David O. Russell is a Directors Guild nominee for The Fighter, which is also one of the year's top ten films according to Oscar voters. But Russell's chances in the Oscar's Best Director category seemed quite insignificant, considering that DGA non-nominees (DGA snubbees?) Joel Coen and Ethan Coen were very likely candidates for True Grit. Turns out the Coens and Russell are in, whereas shoo-in Christopher Nolan is out.
Mike Leigh's Another Year in the Best Original Screenplay category. Despite a warm reception at the Cannes Film Festival, Leigh's film has been relegated to the sidelines throughout this awards season, as Tom Hooper's The King's Speech has become the prestige British production of 2010. In fact, a week or so ago Another Year received only two BAFTA nods: Outstanding British Film and a Best Supporting Actress for Lesley Manville. Though not exactly a shocker – this is, after all, Mike Leigh's fifth nomination for Best Original Screenplay – Another Year's Oscar nod came as a moderate surprise.

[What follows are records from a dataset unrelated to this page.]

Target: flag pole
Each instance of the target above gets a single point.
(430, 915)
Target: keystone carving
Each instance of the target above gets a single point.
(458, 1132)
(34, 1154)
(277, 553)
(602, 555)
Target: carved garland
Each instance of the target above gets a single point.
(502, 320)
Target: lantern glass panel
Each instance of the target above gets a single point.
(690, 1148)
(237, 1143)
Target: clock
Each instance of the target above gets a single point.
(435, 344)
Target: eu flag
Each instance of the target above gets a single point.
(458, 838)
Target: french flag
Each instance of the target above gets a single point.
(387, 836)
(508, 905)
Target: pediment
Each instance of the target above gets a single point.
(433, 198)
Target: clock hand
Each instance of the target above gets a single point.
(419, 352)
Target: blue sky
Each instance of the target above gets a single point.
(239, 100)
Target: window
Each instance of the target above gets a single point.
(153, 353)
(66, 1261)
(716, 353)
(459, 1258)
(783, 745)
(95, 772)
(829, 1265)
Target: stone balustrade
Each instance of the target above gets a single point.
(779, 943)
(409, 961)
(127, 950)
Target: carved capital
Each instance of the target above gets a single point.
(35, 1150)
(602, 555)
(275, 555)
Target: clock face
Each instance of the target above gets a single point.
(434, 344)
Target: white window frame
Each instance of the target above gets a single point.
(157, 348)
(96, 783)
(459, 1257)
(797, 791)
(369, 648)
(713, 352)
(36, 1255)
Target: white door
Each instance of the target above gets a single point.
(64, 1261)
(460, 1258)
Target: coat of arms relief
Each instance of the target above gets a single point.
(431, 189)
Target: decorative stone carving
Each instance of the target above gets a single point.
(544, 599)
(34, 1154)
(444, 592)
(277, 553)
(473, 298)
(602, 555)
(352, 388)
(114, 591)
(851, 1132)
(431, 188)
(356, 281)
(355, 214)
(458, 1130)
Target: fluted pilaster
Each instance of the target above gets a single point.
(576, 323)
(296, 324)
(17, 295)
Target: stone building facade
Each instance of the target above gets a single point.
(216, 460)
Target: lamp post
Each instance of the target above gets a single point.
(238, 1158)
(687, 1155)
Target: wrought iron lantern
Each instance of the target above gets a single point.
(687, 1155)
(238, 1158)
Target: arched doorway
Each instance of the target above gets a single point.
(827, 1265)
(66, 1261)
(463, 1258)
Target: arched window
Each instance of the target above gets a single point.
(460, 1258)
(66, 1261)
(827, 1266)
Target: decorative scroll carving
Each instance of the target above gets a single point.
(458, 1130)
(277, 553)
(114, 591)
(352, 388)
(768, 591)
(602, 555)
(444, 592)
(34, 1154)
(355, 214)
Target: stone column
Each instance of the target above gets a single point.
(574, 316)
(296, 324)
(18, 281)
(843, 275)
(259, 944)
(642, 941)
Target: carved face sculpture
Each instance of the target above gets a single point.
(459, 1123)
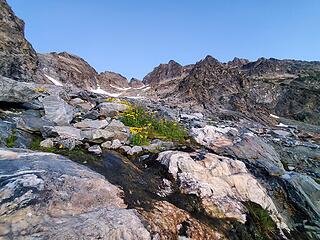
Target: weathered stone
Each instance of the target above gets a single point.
(57, 110)
(32, 121)
(135, 150)
(87, 124)
(246, 146)
(47, 143)
(221, 183)
(81, 104)
(18, 92)
(305, 192)
(97, 135)
(167, 221)
(106, 145)
(116, 144)
(63, 132)
(96, 149)
(18, 59)
(59, 199)
(92, 114)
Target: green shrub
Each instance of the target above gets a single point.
(145, 126)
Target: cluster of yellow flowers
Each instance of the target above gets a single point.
(40, 90)
(112, 99)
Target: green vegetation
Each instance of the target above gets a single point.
(145, 126)
(12, 139)
(76, 154)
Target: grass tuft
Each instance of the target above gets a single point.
(145, 126)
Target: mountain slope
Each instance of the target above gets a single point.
(18, 59)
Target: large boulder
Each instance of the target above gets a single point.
(17, 92)
(88, 123)
(46, 196)
(57, 110)
(64, 132)
(222, 184)
(241, 144)
(111, 109)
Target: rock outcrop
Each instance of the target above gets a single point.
(18, 60)
(107, 80)
(36, 201)
(168, 71)
(66, 69)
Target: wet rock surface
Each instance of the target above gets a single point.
(248, 169)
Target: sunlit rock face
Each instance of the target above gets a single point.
(36, 200)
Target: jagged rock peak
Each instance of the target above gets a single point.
(238, 62)
(163, 72)
(136, 83)
(108, 79)
(65, 68)
(18, 59)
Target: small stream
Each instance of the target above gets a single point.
(142, 178)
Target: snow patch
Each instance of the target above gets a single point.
(141, 87)
(282, 125)
(101, 91)
(119, 88)
(54, 81)
(135, 97)
(146, 89)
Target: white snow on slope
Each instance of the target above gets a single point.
(101, 91)
(121, 89)
(54, 81)
(141, 87)
(146, 89)
(135, 97)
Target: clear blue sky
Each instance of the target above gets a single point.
(132, 37)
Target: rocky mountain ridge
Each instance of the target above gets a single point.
(205, 151)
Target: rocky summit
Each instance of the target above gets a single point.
(210, 150)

Giorgos Lanthimos' Dogtooth
Dogtooth in the Best Foreign Language Film category. Directed by Giorgos Lanthimos, this Greek comedy-drama is hardly your usual foreign-language film nominee. But since 2006, each year a committee composed of about 20 Academy members in Los Angeles and New York selects the five nominees in that category. That has led to some weird omissions (e.g., Pedro Almodóvar's Volver) and now a weird – though not unwelcome – inclusion, Dogtooth.
Lucy Walker's Waste Land, about art and garbage pickers in Rio de Janeiro, and Josh Fox's GasLand, about corporate lust for the United States' gas reservoirs, in the Best Documentary Feature category. Their inclusion meant the exclusion of Davis Guggenheim's Waiting for 'Superman' and Amir Bar-Lev's The Tillman Story.
Luca Guadagnino's I Am Love has been a favorite among some critics and film aficionados thanks to Guadagnino's direction; Tilda Swinton's performance; and/or Guadagnino, Barbara Alberti, Ivan Cotroneo, and Walter Fasano's screenplay. But I wonder how many were expecting this romantic drama to get an Oscar nomination for Antonella Cannarozzi in the Best Costume Design category. Even Burlesque – unlike I Am Love, a Costume Designers Guild nominee – would have been a more expected choice.
The Social Network and The King's Speech nominated for Best Sound Mixing. What's curious about these two nods is that Sound categories are usually reserved for either loud, fast-paced movies or loud, ponderous movies. Something like Iron Man 2, TRON: Legacy, Alice in Wonderland, Clash of the Titans, Harry Potter and the Deathly Hallows: Part 1, or even The Twilight Saga: Eclipse would have been more likely candidates. (Last year's nominees, for instance, were The Hurt Locker, Transformers: Revenge of the Fallen, Avatar, Star Trek, and Inglourious Basterds.)
The inclusion of the critically acclaimed low-key dramas says something about how well-liked they are among Academy members of all stripes.